In recent times, I occasionally share a joke with our grown kids about how they would scream “Daddy” in the dead of the night whenever they were pressed to urinate, and I would fly out of our room to their room to take them to the bathroom. Somehow, I made up my mind that since my wife had gone through the stress of waking up at night to breastfeed the babies or change their nappies, it was my duty to ensure they never soiled the bed. I hate it when a house reeks of urine because there are children in it. Sometimes I would wake up twice at night to take them to the bathroom. We also ensured that their bed had a mackintosh.
Similarly, I would teach them a lot of things, drive them to primary school, and drive them home on my way from work, but I don’t know why I never enjoyed doing their homework with them. Their mom did that better, and she was very good at it. Sitting down with them to do their homework was never exciting to me for any known reason.
We never sat down to share these duties. Many couples just gravitate toward certain roles naturally. But they also help each other out occasionally when circumstances don’t allow one person to do a particular duty. I believe that is the way to run things in the home.
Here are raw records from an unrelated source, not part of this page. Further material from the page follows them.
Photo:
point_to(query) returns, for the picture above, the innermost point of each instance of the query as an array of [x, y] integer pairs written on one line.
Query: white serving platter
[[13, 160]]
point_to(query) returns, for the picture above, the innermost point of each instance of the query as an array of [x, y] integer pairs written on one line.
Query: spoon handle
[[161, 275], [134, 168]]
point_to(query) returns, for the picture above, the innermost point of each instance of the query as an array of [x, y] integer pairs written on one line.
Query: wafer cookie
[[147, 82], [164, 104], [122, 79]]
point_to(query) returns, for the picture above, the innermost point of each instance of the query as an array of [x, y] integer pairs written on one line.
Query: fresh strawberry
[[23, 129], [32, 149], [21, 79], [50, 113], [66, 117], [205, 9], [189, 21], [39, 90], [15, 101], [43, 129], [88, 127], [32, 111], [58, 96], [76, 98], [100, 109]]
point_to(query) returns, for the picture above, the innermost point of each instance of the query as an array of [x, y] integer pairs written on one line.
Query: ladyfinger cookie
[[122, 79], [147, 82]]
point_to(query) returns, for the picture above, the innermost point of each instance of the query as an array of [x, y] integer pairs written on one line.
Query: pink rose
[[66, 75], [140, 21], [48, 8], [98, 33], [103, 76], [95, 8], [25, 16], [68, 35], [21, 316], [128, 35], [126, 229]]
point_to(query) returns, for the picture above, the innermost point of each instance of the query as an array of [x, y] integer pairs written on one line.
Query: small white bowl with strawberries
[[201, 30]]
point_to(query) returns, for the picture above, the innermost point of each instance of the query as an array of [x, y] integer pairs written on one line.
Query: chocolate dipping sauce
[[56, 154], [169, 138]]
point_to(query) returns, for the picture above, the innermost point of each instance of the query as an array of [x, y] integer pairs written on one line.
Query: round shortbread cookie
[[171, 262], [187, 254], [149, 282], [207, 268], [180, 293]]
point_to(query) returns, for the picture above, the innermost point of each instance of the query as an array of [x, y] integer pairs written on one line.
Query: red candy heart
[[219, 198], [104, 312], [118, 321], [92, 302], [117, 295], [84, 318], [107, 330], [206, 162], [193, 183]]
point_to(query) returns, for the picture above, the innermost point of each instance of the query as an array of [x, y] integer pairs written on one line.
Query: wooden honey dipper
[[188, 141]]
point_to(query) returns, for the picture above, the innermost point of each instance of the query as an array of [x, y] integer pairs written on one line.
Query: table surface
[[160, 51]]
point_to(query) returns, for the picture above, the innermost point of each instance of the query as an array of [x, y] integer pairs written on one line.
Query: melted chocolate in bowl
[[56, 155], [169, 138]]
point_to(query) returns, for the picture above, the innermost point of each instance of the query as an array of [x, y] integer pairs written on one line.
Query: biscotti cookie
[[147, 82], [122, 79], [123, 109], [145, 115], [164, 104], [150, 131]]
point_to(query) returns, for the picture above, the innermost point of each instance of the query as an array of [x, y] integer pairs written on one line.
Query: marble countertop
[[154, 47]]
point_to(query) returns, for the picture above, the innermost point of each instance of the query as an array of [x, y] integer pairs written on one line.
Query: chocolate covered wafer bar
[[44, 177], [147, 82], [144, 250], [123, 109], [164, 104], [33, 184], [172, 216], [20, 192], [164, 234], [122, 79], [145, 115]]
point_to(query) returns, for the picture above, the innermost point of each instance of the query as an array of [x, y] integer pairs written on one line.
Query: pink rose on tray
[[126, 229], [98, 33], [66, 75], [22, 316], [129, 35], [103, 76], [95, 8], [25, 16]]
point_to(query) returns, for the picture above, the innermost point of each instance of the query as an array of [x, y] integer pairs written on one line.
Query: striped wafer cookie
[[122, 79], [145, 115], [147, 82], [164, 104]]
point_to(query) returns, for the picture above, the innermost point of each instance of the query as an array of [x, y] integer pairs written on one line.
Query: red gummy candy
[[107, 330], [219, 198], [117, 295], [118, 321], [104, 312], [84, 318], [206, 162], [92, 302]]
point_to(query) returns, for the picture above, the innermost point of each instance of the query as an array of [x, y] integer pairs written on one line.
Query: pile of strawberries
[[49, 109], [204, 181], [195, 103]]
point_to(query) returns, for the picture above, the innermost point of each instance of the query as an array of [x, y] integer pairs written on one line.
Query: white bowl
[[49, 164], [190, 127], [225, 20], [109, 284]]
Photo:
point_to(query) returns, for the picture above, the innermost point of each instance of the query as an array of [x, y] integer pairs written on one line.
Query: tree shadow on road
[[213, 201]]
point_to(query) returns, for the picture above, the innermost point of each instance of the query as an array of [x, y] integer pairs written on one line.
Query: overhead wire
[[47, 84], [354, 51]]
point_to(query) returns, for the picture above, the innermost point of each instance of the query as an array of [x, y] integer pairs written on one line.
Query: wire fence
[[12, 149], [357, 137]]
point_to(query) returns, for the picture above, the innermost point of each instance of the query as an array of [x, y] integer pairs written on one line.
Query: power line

However, unnecessary problems arise when one of the spouses decides, for example, that cooking should be shared without deciding that changing the car tyres or repairing the generators, or doing long-distance driving should also be shared.
I believe in equity, not equality, because equality works against the disadvantaged. Equality means that things should be done equally, but equity means that things should be done based on fairness. Equality means that a female boxer and a male boxer should fight to determine the world champion. Equality means that men and women should compete in 100 metres to determine the fastest human being on earth, but equity means that women should compete among themselves while men should compete against men. That means that men and women are different and have features that make them excel better in certain areas.
I believe that for marriages to work better, there should be equity, not equality between couples, because naturally, men and women are not equal, and seeking equality is to the disadvantage of women, while equity ensures fairness and balance for all, irrespective of gender, race, religion, status, education, height, size, age, physical ability, etc.